Roots of an Iranian Fear
Fotini Christia's Aug. 26 op-ed, "A Quiet Battle for Rights in Iran," was accurate but incomplete in that it blamed government intolerance alone for the problems faced by female campaigners in Iran.
Responsibility for creating paranoia about foreign-inspired subversives also rests with the Bush administration, which allocates tens of millions of dollars yearly to destabilizing Iran in the name of aiding democracy. (The money would be better spent in Saudi Arabia, where far worse discrimination against women is tolerated by Washington.)
Only two generations ago, Iran's democratically elected prime minister, Mohammad Mosaddeq, was overthrown by the CIA and replaced with a brutal dictatorship that lasted a quarter-century. Fear of foreign manipulation is thus as much alive for Iranians as the Pearl Harbor tragedy is for Americans.
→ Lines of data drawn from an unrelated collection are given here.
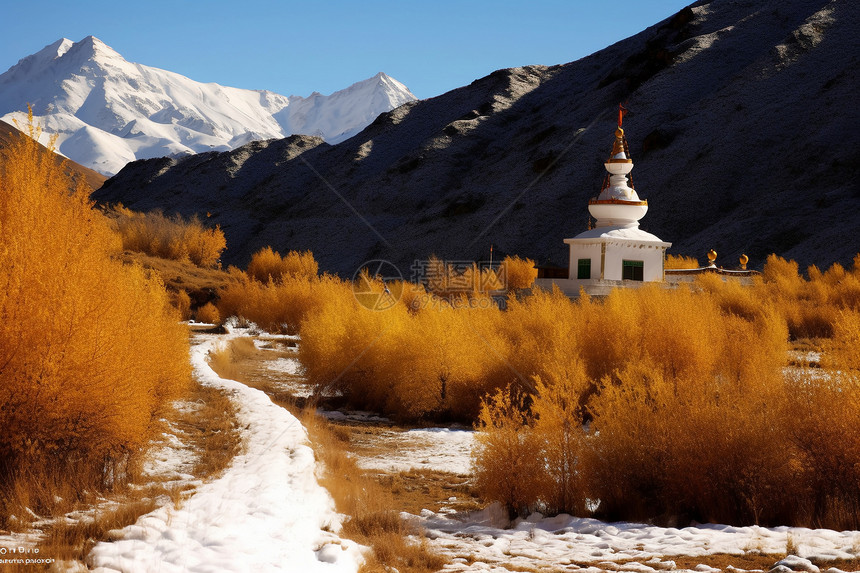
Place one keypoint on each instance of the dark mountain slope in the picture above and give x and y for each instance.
(743, 127)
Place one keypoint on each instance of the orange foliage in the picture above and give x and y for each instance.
(208, 313)
(680, 262)
(267, 264)
(516, 273)
(90, 349)
(182, 302)
(169, 237)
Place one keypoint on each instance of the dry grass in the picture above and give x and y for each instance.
(374, 520)
(90, 350)
(169, 237)
(209, 429)
(199, 283)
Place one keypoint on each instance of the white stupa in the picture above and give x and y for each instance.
(616, 252)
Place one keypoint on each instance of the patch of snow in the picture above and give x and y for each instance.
(538, 542)
(437, 449)
(289, 366)
(265, 513)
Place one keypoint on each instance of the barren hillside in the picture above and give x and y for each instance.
(743, 126)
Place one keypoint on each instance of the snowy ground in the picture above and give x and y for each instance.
(480, 541)
(265, 513)
(438, 449)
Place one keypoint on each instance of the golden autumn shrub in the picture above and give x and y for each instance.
(450, 281)
(90, 349)
(174, 238)
(182, 302)
(506, 460)
(680, 262)
(208, 313)
(516, 273)
(267, 264)
(277, 306)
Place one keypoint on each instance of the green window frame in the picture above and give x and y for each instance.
(583, 269)
(632, 270)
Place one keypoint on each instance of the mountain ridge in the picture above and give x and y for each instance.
(108, 111)
(740, 134)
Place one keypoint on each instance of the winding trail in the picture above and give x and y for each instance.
(265, 513)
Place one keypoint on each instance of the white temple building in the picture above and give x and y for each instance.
(616, 252)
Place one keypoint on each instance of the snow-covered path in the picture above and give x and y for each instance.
(265, 513)
(483, 541)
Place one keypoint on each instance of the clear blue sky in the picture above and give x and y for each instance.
(294, 48)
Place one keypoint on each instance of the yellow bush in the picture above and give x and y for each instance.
(680, 262)
(278, 306)
(182, 302)
(89, 349)
(168, 237)
(208, 313)
(517, 273)
(267, 265)
(450, 281)
(506, 460)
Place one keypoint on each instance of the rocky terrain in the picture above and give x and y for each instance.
(742, 125)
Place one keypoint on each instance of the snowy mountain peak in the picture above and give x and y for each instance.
(107, 111)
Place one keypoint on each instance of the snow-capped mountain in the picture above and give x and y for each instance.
(107, 111)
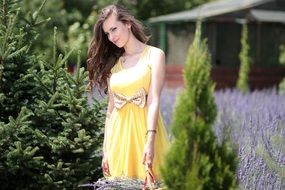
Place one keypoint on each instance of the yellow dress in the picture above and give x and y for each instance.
(127, 126)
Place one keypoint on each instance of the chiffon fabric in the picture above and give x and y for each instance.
(127, 127)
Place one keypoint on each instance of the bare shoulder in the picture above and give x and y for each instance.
(156, 52)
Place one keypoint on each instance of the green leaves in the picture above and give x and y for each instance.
(196, 160)
(243, 81)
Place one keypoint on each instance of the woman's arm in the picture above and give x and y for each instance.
(105, 163)
(108, 115)
(157, 58)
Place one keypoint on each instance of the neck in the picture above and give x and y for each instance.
(133, 45)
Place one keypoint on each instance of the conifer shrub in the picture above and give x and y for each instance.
(243, 76)
(50, 137)
(196, 160)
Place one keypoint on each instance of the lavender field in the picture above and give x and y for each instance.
(256, 124)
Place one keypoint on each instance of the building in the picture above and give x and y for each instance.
(222, 24)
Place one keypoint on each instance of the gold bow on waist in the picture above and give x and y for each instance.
(139, 98)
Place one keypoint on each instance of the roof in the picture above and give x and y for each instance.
(268, 16)
(208, 10)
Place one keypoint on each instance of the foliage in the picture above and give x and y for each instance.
(50, 138)
(242, 82)
(282, 62)
(256, 123)
(145, 9)
(196, 160)
(74, 19)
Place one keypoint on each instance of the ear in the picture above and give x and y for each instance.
(128, 24)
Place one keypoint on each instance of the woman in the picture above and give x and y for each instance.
(132, 73)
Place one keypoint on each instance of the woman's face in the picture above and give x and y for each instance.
(116, 31)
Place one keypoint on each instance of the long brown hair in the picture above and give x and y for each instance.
(103, 54)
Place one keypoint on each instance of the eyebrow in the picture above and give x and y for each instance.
(110, 29)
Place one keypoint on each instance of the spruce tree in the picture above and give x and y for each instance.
(196, 160)
(242, 82)
(50, 137)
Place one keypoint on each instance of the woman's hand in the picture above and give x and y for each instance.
(148, 154)
(105, 165)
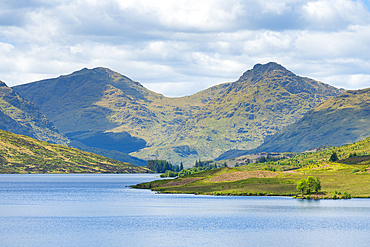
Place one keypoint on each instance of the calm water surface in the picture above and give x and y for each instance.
(100, 210)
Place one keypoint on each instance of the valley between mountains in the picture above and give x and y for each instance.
(103, 111)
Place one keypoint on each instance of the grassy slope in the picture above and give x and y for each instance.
(22, 154)
(341, 120)
(334, 176)
(204, 125)
(20, 116)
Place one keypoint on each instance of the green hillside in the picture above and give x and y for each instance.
(341, 120)
(101, 107)
(23, 154)
(20, 116)
(350, 174)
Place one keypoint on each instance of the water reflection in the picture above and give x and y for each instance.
(100, 210)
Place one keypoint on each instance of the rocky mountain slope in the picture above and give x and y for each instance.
(338, 121)
(100, 107)
(21, 117)
(23, 154)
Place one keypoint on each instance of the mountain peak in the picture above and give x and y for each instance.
(268, 67)
(265, 70)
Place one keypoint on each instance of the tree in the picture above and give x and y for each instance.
(333, 157)
(311, 182)
(302, 185)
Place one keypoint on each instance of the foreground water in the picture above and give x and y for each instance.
(99, 210)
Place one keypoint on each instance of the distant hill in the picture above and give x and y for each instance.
(22, 117)
(99, 107)
(23, 154)
(338, 121)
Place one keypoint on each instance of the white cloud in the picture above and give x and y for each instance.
(187, 45)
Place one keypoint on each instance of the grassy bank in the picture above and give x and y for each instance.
(336, 178)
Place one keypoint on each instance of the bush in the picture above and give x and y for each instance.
(333, 157)
(354, 170)
(346, 195)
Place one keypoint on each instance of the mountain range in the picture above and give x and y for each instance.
(19, 116)
(23, 154)
(102, 109)
(341, 120)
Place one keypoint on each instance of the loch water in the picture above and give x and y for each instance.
(100, 210)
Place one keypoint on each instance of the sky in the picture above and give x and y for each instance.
(178, 47)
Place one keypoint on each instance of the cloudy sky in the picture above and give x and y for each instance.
(178, 47)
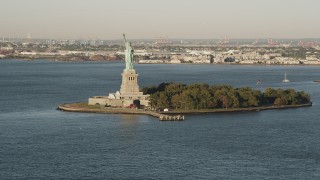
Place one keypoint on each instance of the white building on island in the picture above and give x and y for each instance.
(129, 93)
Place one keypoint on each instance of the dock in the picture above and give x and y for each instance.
(83, 107)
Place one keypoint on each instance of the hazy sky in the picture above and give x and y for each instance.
(107, 19)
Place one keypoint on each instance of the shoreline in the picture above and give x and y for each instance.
(241, 64)
(84, 108)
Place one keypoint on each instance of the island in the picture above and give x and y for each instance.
(170, 101)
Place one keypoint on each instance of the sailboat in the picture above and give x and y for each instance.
(285, 80)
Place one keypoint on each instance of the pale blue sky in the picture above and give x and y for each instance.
(107, 19)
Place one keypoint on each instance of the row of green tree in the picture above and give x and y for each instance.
(203, 96)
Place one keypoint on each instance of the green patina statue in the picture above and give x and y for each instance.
(128, 54)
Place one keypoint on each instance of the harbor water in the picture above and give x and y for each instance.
(39, 142)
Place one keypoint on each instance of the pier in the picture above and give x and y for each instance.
(84, 107)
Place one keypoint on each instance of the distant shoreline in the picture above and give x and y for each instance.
(85, 108)
(232, 64)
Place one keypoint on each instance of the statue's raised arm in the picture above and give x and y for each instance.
(128, 53)
(124, 38)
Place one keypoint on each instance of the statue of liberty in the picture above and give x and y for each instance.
(128, 54)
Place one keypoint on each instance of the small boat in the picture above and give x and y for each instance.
(259, 82)
(285, 80)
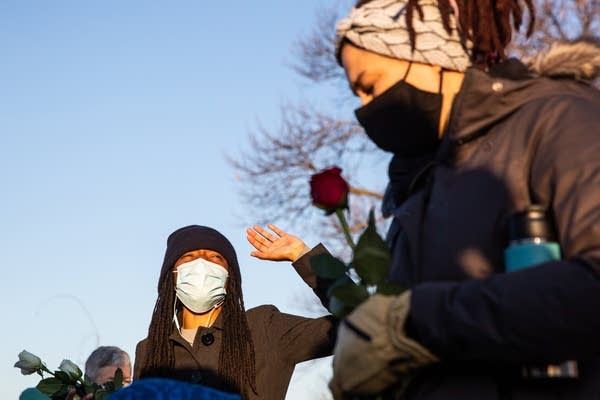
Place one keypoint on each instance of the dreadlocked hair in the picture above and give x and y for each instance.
(486, 23)
(236, 359)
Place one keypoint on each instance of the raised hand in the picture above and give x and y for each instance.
(276, 245)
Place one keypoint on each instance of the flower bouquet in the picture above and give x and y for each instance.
(368, 270)
(68, 380)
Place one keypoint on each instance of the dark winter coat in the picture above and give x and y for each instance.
(510, 143)
(280, 342)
I know this firsthand because for many of those dark years my father served in counterintelligence in the shah's army.
What these petitioners face in Iran today is unnecessary and heartbreaking, but it pales in comparison with the suffering that similar non-government-sponsored campaigners endured under the U.S.-backed dictatorship prior to 1979. It is helpful to keep that history in mind as we applaud Iranians who fight for their freedoms and feel frustration with the obstacles that slow them.
The writer is president of the U.S. branch of the Campaign Against Sanctions and Military Intervention in Iran.